Il termine «lecchino» si trova già in una delle ultime edizioni del Vocabolario della crusca. Non è una voce articolata, si
direbbe scritta con pudore. Oggi i dizionari hanno ormai accolto il termine peggiorativo, che indica il luogo dove i muscoli
della lingua devono impegnarsi per rendere concreti i servizi. Persino quello online della Treccani ospita quella che sembra
una parolaccia. Leggiamo la definizione: «Leccaculo – Adulatore servile (sinonimo volgare di leccapiedi)». Che cosa dovevano
fare i compilatori? Il mondo si dev’essere talmente riempito di tali soggetti che è impossibile evitarne la segnalazione.
D’altra parte, Dante nel XVIII canto de «L’Inferno» ne descrive uno, senza concedergli sconti: è Alessio Interminelli da Lucca.

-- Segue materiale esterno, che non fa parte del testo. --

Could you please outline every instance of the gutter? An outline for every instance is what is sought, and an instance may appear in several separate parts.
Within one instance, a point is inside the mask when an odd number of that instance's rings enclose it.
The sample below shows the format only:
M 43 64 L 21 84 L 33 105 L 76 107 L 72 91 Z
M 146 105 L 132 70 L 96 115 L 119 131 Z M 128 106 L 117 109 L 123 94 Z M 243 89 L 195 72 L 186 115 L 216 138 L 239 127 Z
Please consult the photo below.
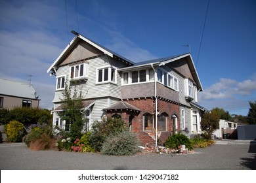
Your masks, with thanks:
M 156 142 L 156 147 L 158 146 L 158 98 L 156 97 L 156 69 L 155 68 L 154 68 L 153 67 L 153 63 L 150 64 L 151 65 L 151 67 L 152 67 L 154 71 L 155 71 L 155 81 L 154 81 L 154 83 L 155 83 L 155 86 L 154 86 L 154 97 L 156 99 L 156 103 L 155 103 L 155 107 L 156 107 L 156 109 L 155 109 L 155 116 L 156 116 L 156 127 L 155 127 L 155 129 L 156 129 L 156 137 L 155 137 L 155 142 Z

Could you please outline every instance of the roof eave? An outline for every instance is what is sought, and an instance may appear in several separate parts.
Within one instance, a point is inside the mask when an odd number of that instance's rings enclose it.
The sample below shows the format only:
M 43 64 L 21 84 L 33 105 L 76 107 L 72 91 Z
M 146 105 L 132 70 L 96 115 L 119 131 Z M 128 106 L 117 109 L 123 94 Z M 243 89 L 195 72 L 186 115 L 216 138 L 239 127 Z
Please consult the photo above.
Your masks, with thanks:
M 146 63 L 146 64 L 135 65 L 135 66 L 130 66 L 130 67 L 127 67 L 119 69 L 117 69 L 117 71 L 131 71 L 133 69 L 138 69 L 140 68 L 144 68 L 144 67 L 147 67 L 149 66 L 150 66 L 150 67 L 156 66 L 156 65 L 159 65 L 160 63 L 158 61 L 158 62 Z
M 59 56 L 55 59 L 53 63 L 51 65 L 51 67 L 47 70 L 47 73 L 49 73 L 51 71 L 54 71 L 54 67 L 57 65 L 58 61 L 63 58 L 64 56 L 66 56 L 68 50 L 70 50 L 74 46 L 74 43 L 76 42 L 79 40 L 78 36 L 75 37 L 70 42 L 68 46 L 65 48 L 65 49 L 62 51 L 62 52 L 59 55 Z

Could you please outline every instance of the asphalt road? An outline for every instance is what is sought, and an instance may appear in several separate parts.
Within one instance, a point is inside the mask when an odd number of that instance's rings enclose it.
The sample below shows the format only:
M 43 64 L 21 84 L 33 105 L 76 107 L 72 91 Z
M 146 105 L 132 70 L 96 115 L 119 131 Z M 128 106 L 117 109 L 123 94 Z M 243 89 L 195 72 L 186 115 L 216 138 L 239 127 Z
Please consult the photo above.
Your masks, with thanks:
M 256 143 L 218 141 L 195 153 L 110 156 L 32 151 L 24 143 L 0 144 L 1 170 L 248 170 L 256 169 Z

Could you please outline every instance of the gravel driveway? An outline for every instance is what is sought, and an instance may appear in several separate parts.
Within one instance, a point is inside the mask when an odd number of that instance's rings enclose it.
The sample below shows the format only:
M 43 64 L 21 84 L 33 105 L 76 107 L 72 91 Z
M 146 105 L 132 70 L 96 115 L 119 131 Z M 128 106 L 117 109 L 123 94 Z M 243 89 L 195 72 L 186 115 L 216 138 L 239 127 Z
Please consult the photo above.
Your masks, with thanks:
M 0 144 L 0 169 L 256 169 L 254 142 L 221 141 L 211 147 L 195 149 L 195 153 L 190 154 L 146 154 L 131 156 L 32 151 L 24 143 Z

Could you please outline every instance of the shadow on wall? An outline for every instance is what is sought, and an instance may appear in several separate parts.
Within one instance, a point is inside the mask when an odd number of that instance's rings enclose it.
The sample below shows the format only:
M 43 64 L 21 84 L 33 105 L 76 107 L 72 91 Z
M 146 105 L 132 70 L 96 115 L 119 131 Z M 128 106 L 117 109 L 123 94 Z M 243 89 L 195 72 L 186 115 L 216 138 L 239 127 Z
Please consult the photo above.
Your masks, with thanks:
M 251 158 L 242 158 L 240 165 L 251 170 L 256 170 L 256 143 L 251 141 L 248 150 L 249 153 L 253 153 Z

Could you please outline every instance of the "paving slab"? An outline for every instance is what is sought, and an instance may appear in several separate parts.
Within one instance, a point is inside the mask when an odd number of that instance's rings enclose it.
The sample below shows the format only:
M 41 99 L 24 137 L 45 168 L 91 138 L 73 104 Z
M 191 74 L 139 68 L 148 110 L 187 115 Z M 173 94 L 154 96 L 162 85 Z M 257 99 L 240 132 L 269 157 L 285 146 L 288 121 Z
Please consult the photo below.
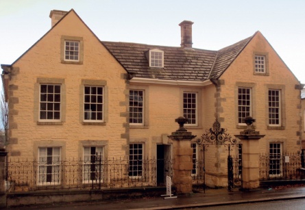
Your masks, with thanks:
M 176 195 L 174 195 L 176 196 Z M 247 192 L 226 189 L 208 189 L 204 192 L 177 195 L 176 198 L 164 196 L 122 199 L 98 202 L 57 203 L 48 205 L 19 207 L 8 209 L 182 209 L 187 208 L 228 205 L 239 203 L 267 202 L 287 199 L 304 199 L 305 187 L 256 189 Z

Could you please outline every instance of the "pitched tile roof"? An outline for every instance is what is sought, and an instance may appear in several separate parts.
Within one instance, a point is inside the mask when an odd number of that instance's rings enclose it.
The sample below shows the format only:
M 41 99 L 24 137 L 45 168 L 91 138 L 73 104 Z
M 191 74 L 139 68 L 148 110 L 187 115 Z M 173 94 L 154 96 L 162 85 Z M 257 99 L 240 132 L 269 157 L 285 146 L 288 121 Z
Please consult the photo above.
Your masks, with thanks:
M 249 37 L 218 51 L 215 64 L 211 71 L 210 78 L 219 78 L 239 55 L 252 37 Z
M 128 73 L 136 77 L 167 80 L 205 81 L 219 78 L 252 38 L 219 51 L 208 51 L 128 42 L 101 42 Z M 149 67 L 150 49 L 164 51 L 164 68 Z

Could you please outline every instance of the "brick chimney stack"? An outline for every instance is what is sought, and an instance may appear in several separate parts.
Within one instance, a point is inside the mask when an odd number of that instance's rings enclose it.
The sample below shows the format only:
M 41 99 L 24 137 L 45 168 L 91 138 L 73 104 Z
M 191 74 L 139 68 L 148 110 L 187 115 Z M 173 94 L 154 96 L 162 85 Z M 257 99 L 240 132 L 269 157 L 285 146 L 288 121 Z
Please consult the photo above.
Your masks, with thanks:
M 51 26 L 53 27 L 54 25 L 57 23 L 68 12 L 62 10 L 53 10 L 50 12 L 50 18 L 51 20 Z
M 193 22 L 183 21 L 179 24 L 181 27 L 181 47 L 192 48 L 192 25 Z

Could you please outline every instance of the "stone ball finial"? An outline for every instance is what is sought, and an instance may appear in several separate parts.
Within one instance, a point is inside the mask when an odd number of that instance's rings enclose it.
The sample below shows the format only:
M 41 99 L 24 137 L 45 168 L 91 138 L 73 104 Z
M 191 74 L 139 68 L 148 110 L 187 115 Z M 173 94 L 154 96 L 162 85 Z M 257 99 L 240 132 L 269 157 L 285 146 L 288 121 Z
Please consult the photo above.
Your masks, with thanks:
M 178 122 L 179 124 L 179 127 L 180 129 L 184 129 L 184 124 L 188 122 L 188 119 L 182 117 L 182 116 L 180 116 L 178 117 L 177 119 L 175 120 L 175 122 Z
M 252 116 L 247 116 L 245 118 L 245 123 L 247 125 L 251 125 L 254 122 L 255 119 L 254 119 Z

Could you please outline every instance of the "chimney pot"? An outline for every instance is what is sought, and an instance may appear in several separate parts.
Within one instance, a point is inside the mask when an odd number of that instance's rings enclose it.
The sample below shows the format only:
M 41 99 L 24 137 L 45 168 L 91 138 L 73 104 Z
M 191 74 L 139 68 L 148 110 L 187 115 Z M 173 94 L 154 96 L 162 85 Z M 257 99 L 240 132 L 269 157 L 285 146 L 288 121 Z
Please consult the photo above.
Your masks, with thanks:
M 181 47 L 192 48 L 192 25 L 194 23 L 183 21 L 179 24 L 181 27 Z
M 53 27 L 60 19 L 66 14 L 68 12 L 62 10 L 51 10 L 50 18 L 51 18 L 51 27 Z

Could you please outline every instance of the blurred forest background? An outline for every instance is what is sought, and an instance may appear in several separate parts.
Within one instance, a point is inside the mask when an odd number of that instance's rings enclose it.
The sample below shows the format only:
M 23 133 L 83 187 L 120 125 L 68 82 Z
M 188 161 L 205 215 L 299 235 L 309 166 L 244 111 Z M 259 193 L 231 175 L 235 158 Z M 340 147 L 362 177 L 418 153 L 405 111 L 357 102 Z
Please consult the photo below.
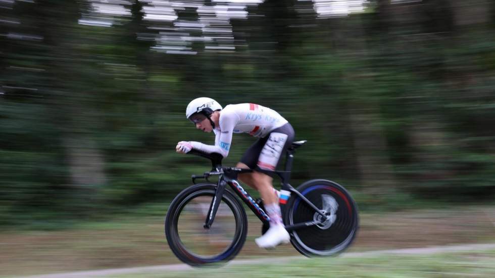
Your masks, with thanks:
M 209 169 L 175 151 L 213 141 L 199 96 L 287 119 L 294 186 L 492 201 L 494 28 L 491 0 L 0 0 L 0 225 L 169 201 Z

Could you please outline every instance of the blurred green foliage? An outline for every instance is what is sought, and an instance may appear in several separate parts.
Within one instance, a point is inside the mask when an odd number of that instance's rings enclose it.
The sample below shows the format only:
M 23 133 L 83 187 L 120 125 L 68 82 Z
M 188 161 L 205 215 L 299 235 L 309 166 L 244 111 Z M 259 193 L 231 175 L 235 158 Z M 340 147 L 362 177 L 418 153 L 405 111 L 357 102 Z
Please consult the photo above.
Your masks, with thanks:
M 209 52 L 198 42 L 195 55 L 137 39 L 153 32 L 139 1 L 111 27 L 78 24 L 82 1 L 0 8 L 19 22 L 0 22 L 0 225 L 172 198 L 208 169 L 175 152 L 179 141 L 213 142 L 184 117 L 206 96 L 267 106 L 292 123 L 309 141 L 294 185 L 333 180 L 371 205 L 396 194 L 492 200 L 493 3 L 375 0 L 318 19 L 296 2 L 249 8 L 259 16 L 231 21 L 246 46 Z M 476 9 L 489 14 L 466 19 Z M 224 163 L 253 141 L 235 137 Z

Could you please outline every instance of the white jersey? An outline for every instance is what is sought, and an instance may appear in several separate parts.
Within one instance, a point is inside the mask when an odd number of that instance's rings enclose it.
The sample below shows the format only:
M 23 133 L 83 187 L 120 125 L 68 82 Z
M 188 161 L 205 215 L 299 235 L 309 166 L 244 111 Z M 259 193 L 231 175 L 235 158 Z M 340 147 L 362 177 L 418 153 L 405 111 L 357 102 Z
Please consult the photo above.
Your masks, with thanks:
M 211 153 L 218 152 L 226 157 L 230 149 L 233 133 L 247 133 L 265 137 L 272 130 L 288 122 L 274 110 L 253 103 L 228 105 L 220 113 L 219 127 L 213 132 L 215 145 L 191 141 L 194 148 Z

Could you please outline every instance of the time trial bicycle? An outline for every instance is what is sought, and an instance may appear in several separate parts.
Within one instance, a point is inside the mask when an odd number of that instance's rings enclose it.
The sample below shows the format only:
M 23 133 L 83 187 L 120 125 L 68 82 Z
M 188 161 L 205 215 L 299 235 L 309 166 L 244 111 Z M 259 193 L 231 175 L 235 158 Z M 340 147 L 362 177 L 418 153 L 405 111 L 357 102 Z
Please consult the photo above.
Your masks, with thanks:
M 357 206 L 342 186 L 330 181 L 311 180 L 297 189 L 289 184 L 295 150 L 306 142 L 292 143 L 284 171 L 257 171 L 276 175 L 281 180 L 282 219 L 294 247 L 307 256 L 334 255 L 348 247 L 356 236 Z M 261 199 L 252 197 L 237 181 L 237 175 L 253 170 L 222 166 L 223 157 L 218 153 L 194 149 L 188 153 L 208 158 L 212 168 L 202 175 L 193 175 L 194 184 L 170 204 L 165 223 L 167 241 L 177 258 L 191 266 L 228 261 L 240 251 L 247 233 L 245 210 L 235 194 L 261 220 L 262 233 L 269 227 L 270 217 Z M 211 176 L 218 176 L 218 182 L 210 182 Z M 196 184 L 200 178 L 208 182 Z

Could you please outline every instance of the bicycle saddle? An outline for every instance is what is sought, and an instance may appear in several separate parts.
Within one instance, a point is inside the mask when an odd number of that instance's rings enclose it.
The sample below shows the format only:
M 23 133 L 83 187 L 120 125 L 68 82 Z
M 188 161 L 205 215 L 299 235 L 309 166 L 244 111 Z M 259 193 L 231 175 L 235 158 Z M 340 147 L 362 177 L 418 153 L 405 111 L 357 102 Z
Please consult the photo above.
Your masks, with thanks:
M 289 149 L 291 150 L 295 150 L 295 149 L 299 148 L 299 147 L 301 147 L 303 145 L 304 145 L 304 144 L 306 143 L 307 142 L 308 142 L 308 140 L 303 140 L 301 141 L 296 141 L 295 142 L 292 142 L 292 145 L 290 145 L 290 147 L 289 148 Z

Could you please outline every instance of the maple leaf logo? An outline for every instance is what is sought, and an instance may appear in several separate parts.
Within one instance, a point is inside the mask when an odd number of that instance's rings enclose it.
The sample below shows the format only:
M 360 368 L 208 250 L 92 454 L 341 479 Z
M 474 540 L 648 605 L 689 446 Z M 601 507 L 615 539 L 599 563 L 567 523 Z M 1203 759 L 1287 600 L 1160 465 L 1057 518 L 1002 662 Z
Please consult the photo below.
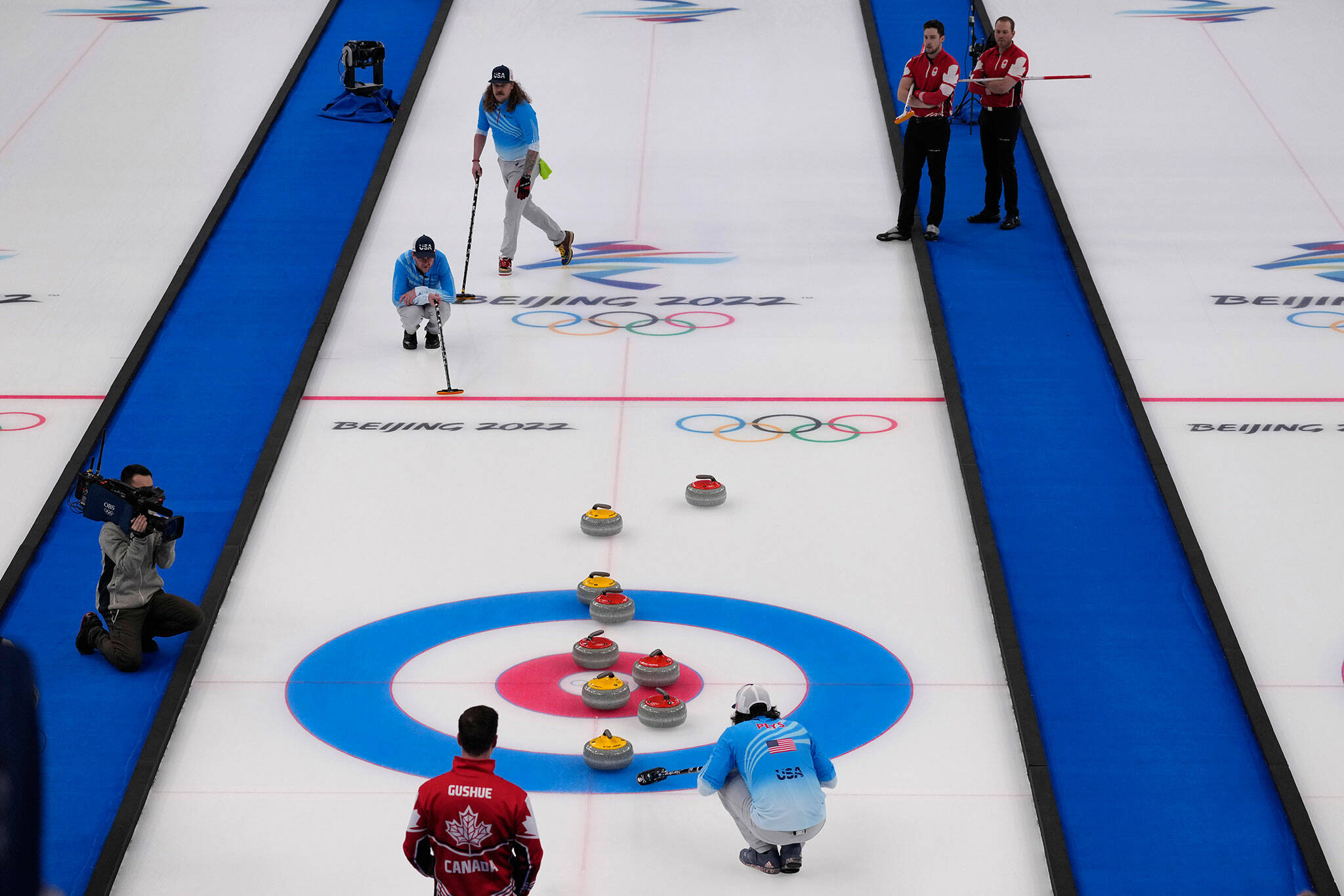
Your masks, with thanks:
M 485 838 L 491 836 L 491 825 L 482 825 L 480 815 L 472 811 L 470 806 L 458 813 L 457 821 L 446 822 L 445 827 L 448 827 L 448 836 L 458 846 L 470 846 L 472 849 L 480 849 Z

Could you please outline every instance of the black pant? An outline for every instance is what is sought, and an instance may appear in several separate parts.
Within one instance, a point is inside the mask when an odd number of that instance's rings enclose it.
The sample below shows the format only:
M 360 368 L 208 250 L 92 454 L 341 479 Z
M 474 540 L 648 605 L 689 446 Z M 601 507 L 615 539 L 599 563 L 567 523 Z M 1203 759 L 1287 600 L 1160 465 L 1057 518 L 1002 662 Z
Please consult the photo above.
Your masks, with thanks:
M 985 159 L 985 211 L 999 211 L 999 191 L 1004 195 L 1004 212 L 1017 214 L 1017 167 L 1013 148 L 1021 113 L 1009 109 L 980 110 L 980 153 Z
M 132 610 L 109 610 L 108 631 L 93 633 L 93 646 L 121 672 L 136 672 L 148 638 L 167 638 L 191 631 L 204 618 L 191 600 L 156 591 L 149 603 Z
M 915 203 L 919 201 L 919 176 L 929 163 L 929 224 L 942 223 L 942 200 L 948 193 L 948 141 L 952 125 L 943 117 L 911 118 L 906 125 L 905 156 L 900 163 L 900 211 L 896 227 L 910 230 L 915 223 Z

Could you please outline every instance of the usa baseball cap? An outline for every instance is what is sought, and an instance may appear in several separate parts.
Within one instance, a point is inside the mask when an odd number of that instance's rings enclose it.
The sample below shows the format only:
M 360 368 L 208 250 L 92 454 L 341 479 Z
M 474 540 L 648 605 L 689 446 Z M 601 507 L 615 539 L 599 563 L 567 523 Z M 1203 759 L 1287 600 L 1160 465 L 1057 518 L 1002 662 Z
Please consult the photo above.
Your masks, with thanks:
M 738 688 L 738 699 L 732 708 L 738 712 L 751 712 L 751 707 L 758 703 L 765 704 L 767 709 L 770 708 L 770 695 L 766 689 L 761 685 L 742 685 Z

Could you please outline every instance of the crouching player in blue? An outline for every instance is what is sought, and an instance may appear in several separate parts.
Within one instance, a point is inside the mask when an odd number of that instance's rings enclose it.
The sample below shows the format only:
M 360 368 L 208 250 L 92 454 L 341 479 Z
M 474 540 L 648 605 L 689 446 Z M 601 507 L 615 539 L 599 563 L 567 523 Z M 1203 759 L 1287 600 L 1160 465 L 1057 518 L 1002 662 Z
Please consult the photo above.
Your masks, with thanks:
M 823 787 L 836 770 L 800 723 L 781 719 L 761 685 L 742 685 L 732 725 L 719 735 L 700 771 L 700 793 L 719 793 L 749 848 L 743 865 L 766 875 L 802 869 L 802 844 L 827 823 Z
M 402 348 L 415 348 L 415 330 L 425 324 L 425 348 L 438 348 L 438 318 L 453 313 L 453 271 L 434 240 L 421 235 L 392 266 L 392 305 L 402 318 Z M 439 313 L 435 313 L 435 306 Z

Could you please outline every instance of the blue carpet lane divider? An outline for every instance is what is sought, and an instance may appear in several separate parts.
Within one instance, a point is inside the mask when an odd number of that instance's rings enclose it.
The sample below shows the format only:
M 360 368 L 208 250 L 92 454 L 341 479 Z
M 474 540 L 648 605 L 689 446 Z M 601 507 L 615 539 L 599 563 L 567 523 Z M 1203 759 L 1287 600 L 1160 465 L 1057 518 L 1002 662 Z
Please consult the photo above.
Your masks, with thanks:
M 962 15 L 950 0 L 874 0 L 888 97 L 923 21 L 960 34 Z M 1266 762 L 1277 744 L 1249 716 L 1258 695 L 1230 666 L 1235 639 L 1216 591 L 1196 582 L 1187 552 L 1198 545 L 1173 521 L 1175 489 L 1156 478 L 1169 484 L 1146 419 L 1144 434 L 1136 422 L 1124 357 L 1107 351 L 1113 334 L 1024 141 L 1024 223 L 1003 232 L 965 223 L 981 208 L 984 168 L 978 133 L 952 132 L 941 240 L 917 236 L 914 250 L 931 259 L 969 420 L 964 473 L 974 476 L 968 459 L 978 467 L 1078 892 L 1293 896 L 1312 883 L 1294 830 L 1304 849 L 1314 836 L 1290 823 L 1292 801 L 1275 790 L 1286 767 L 1271 774 Z M 1317 872 L 1320 892 L 1335 892 Z
M 69 481 L 5 574 L 4 633 L 42 688 L 43 873 L 65 892 L 112 888 L 450 3 L 332 0 L 67 469 L 108 422 L 105 473 L 153 470 L 187 516 L 165 587 L 206 625 L 134 674 L 75 653 L 99 552 L 95 523 L 58 512 Z M 316 114 L 356 38 L 387 47 L 384 81 L 406 93 L 392 125 Z

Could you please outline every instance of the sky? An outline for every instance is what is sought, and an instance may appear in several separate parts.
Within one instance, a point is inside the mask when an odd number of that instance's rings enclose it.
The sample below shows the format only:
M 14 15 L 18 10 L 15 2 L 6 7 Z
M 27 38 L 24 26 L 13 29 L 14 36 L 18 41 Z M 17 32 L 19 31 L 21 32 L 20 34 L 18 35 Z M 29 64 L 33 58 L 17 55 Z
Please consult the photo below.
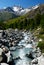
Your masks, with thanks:
M 21 6 L 23 8 L 29 8 L 37 4 L 44 4 L 44 0 L 0 0 L 0 8 Z

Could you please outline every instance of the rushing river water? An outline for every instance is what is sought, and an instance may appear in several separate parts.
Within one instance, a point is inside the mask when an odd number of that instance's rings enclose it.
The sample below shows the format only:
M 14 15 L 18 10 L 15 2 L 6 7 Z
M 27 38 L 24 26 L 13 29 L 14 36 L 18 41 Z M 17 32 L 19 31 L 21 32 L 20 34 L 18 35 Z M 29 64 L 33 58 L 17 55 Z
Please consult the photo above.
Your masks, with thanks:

Si trova tra i dannati dopo aver adulato tutta la vita. Lo pone immerso nello sterco sino al collo e, rivolgendosi a lui,
si ricorda di averlo visto in vita “coi capelli asciutti”. Ora, poverino, li ha imbrattati perché costretto a convivere con
la materia leccata da sempre. E confida al sommo poeta: «Qua giù m’hanno sommerso le lusinghe/ ond’io non ebbi mai la lingua
stucca»; ovvero stanca. Brutta storia, insomma, oltre che nauseante. Antimo Cesaro, professore e uomo impegnato in politica,
ha scritto un delizioso libretto dal titolo «Breve trattato sul lecchino» (pubblicato da La nave di Teseo), che dopo una storia
di quest’arte infame offre la traduzione del settecentesco «Saggio sull’arte di strisciare a uso dei cortigiani», lasciatoci
dal barone d'Holbach. Da leggere, anche per riconoscere in fretta i vocati al servizio. Non mancano, anzi abbondano.